When I dream of these places, I am always crying the deep, soul-heaving cries I’ve only really known in dreams. I walk from here to there—never quite the same as in reality, and yet so familiar to me—and I’m torn apart because I know they’re not mine anymore. I will never be a child here again. I always end up by a few spindly apple trees, reaching to touch and take one of the last rosy apples of the season. No one ever seems to share my grief in these dreams.
When I was just barely twenty, I booked a ticket to Massachusetts, where I would spend the next three months of my life living with people my parents had never met. Not long enough to really, truly feel like I was leaving home. But in the minutes before I was to leave the farm, I realized the truth: I was leaving home. I was doing something on my own, something I alone knew with certainty I needed to do. As I rushed out to the farmyard, barefoot on damp leaves beneath the apple trees, I felt the immense grief I’ve only really known in dreams drive up into my throat. I wish I had looked it in the eye and let it take me. But I didn’t. I swallowed it and felt it beating wildly in my chest. I was just too scared to acknowledge that my childhood fear was upon me: I was leaving my family, and I would not be coming back to the way things were.

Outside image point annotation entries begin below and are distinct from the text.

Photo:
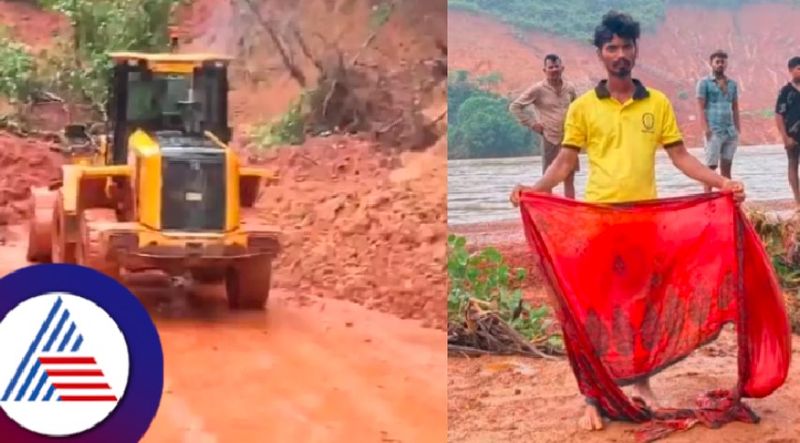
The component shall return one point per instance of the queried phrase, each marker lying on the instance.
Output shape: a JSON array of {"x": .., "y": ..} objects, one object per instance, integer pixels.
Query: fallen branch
[{"x": 483, "y": 330}]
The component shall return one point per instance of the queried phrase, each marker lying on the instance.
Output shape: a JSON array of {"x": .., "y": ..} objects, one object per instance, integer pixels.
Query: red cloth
[{"x": 640, "y": 286}]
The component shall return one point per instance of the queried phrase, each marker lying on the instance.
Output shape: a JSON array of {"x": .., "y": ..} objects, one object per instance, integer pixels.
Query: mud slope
[
  {"x": 263, "y": 87},
  {"x": 24, "y": 162},
  {"x": 363, "y": 225},
  {"x": 30, "y": 25},
  {"x": 501, "y": 399},
  {"x": 760, "y": 39},
  {"x": 305, "y": 370}
]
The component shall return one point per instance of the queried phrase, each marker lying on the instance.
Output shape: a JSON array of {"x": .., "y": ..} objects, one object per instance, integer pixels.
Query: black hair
[
  {"x": 552, "y": 57},
  {"x": 616, "y": 23},
  {"x": 719, "y": 53}
]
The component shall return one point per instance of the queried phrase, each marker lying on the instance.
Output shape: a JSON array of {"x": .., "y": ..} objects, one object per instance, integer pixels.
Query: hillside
[
  {"x": 759, "y": 37},
  {"x": 388, "y": 203}
]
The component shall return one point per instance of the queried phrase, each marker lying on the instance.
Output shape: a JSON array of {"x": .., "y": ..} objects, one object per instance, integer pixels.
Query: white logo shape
[{"x": 64, "y": 364}]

I never let that feeling out, never let it pierce me, and maybe that’s why it’s still there, a fluttering in my chest, a pressure in my throat, an echo still ringing.
Aging is not at the same pace as Time, I’ve come to see. Am I not still twenty, the future unknown, my childhood clutched in my fist like a memento? But I am a decade older than that, and I myself am a mother of four. Four. Now it is their childhood I hold. And I’m still scared. Time won’t slow down long enough to let me cry myself into peace with letting go; it won’t let me feel the fullness of these moments that every empty nester calls fleeting. But Time is out of synch with my heart. I think it’s possible I will die a young woman, be I thirty or ninety.
Beautiful and thought provoking, Denise. Thank you for sharing your deepest moments with us.
You’ve just described a feeling I have known all my life, but have never been able to put into words. Thank you.